24. De rechtbank houdt iedere verdere beslissing aan tot de einduitspraak op het beroep. Dat laatste betekent ook dat zij over de proceskosten en het griffierecht nu nog geen beslissing neemt.

Beslissing

De rechtbank:
  • draagt verweerder op binnen twee weken de rechtbank mee te delen of hij gebruik maakt van de gelegenheid het gebrek te herstellen;
  • stelt verweerder in de gelegenheid om binnen zes weken na verzending van deze tussenuitspraak het gebrek te herstellen met inachtneming van de overwegingen en aanwijzingen in deze tussenuitspraak;
  • houdt iedere verdere beslissing aan.
Deze uitspraak is gedaan door mr. J.R. van Es-de Vries, rechter, in aanwezigheid van
mr. A. Azmi, griffier.
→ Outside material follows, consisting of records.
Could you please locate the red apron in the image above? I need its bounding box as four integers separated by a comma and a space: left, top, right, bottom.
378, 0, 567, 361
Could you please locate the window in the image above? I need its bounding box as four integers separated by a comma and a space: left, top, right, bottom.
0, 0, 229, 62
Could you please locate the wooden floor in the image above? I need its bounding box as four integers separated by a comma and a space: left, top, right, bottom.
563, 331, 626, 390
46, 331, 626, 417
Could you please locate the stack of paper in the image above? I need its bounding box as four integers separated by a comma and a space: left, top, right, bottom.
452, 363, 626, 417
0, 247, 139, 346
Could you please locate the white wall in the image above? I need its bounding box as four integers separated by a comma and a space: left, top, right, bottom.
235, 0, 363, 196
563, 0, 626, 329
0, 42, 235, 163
De beslissing is uitgesproken op 10 december 2021 en zal openbaar worden gemaakt door publicatie op rechtspraak.nl.
griffier
rechter
De rechter is verhinderd deze
tussenuitspraak te ondertekenen.
Een afschrift van deze uitspraak is verzonden aan partijen op:

Bent u het niet eens met deze uitspraak?

Tegen deze tussenuitspraak staat nog geen hoger beroep open. Tegen deze tussenuitspraak kan hoger beroep worden ingesteld tegelijkertijd met hoger beroep tegen de (eventuele) einduitspraak in deze zaak.

Voetnoten

1.Zie bijvoorbeeld de uitspraak van 9 februari 2021, ECLI:NL:CRVB:2021:257.